Friday, October 21, 2011

Canadians Get Some Good News


Long-gun registry to be shot down Thursday


NEWS CANADA


OTTAWA - The feds are taking aim at the controversial long-gun registry Thursday when they are expected to table a bill to scrap it.


The bill is expected to pass easily in the Conservative majority Parliament.


According to Sara MacIntyre, a spokeswoman for the Prime Minister, this bill is a "priority" for the government.


"It is one of our commitments. It is something we're moving forward on," MacIntyre said Wednesday. "It's a priority piece of legislation."


While the order paper notice only hints at amendments to the Firearms Act, a source close to the file told QMI Agency the bill is expected to fully repeal the requirement to register long-guns. It will also re-write the Firearms Act to specify only restricted and prohibited firearms need to be registered.

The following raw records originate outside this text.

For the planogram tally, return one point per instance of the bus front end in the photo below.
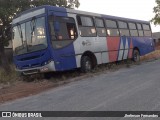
(31, 52)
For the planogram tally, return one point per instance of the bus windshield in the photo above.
(29, 36)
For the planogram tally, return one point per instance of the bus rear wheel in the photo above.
(136, 55)
(86, 64)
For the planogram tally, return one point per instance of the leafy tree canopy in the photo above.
(156, 10)
(10, 8)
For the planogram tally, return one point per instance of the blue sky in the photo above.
(136, 9)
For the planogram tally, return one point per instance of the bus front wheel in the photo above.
(136, 55)
(86, 64)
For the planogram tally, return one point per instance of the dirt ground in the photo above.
(19, 89)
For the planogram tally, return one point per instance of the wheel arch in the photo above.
(92, 56)
(136, 48)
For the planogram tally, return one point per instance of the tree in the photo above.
(156, 10)
(10, 8)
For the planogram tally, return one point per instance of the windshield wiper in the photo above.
(20, 33)
(33, 26)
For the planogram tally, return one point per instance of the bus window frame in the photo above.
(133, 29)
(115, 20)
(100, 27)
(140, 29)
(94, 26)
(124, 28)
(54, 17)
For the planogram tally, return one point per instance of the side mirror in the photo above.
(56, 26)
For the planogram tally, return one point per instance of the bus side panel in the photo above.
(65, 58)
(113, 48)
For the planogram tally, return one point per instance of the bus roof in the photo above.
(61, 9)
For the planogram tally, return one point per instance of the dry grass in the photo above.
(8, 77)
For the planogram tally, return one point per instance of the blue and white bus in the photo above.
(49, 38)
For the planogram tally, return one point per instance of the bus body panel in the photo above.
(106, 49)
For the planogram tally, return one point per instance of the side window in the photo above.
(123, 28)
(147, 31)
(62, 30)
(112, 29)
(101, 31)
(133, 29)
(140, 31)
(86, 26)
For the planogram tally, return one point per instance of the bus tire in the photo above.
(136, 55)
(86, 64)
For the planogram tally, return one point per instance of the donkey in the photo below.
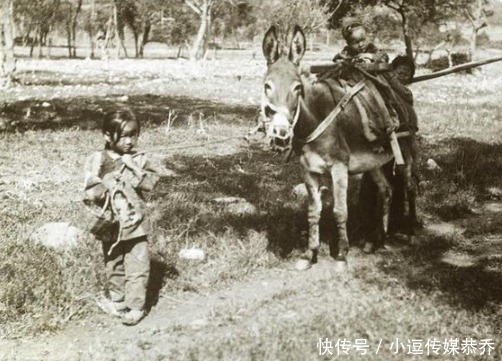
(324, 128)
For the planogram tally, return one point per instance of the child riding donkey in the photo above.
(361, 59)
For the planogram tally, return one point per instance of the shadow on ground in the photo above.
(266, 182)
(87, 112)
(469, 175)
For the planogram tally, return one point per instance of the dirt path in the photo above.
(177, 323)
(272, 296)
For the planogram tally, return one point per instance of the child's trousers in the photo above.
(127, 271)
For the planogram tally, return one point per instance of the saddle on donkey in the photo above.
(384, 103)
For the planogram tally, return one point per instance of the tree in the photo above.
(203, 10)
(39, 17)
(477, 13)
(7, 59)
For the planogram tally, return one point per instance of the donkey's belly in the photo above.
(361, 162)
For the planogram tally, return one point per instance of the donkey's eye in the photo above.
(267, 88)
(269, 112)
(298, 89)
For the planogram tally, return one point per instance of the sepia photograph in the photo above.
(250, 180)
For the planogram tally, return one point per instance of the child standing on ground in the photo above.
(118, 176)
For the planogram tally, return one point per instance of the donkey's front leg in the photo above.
(312, 181)
(340, 179)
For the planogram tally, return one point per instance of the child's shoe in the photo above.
(110, 307)
(132, 317)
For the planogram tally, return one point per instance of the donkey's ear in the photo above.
(298, 45)
(270, 45)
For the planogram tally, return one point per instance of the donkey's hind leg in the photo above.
(312, 182)
(340, 179)
(407, 174)
(384, 195)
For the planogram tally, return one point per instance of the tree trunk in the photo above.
(74, 19)
(40, 44)
(69, 40)
(145, 38)
(406, 34)
(90, 30)
(119, 41)
(7, 58)
(201, 32)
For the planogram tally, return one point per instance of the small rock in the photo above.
(57, 235)
(432, 165)
(300, 191)
(192, 254)
(228, 200)
(242, 208)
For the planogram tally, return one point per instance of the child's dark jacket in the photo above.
(103, 169)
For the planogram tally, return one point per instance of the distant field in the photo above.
(244, 301)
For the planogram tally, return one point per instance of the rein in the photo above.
(321, 128)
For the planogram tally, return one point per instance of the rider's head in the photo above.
(355, 36)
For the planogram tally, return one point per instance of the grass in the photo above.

Also, according to the source, all long-gun registry records will be destroyed.


The long-gun registry was introduced in 1995 by Jean Chretien's Liberal government and while it said the program would only cost $2 million, costs ballooned to over $1 billion.


Gun control advocates and the country's chiefs of police have argued it provides valuable information to officers, and have also suggested it has lowered rates of domestic violence.


Critics, though, have blasted the registry as ineffective and wasteful, and say it does not improve public safety, but rather targets law-abiding shotgun and rifle owners.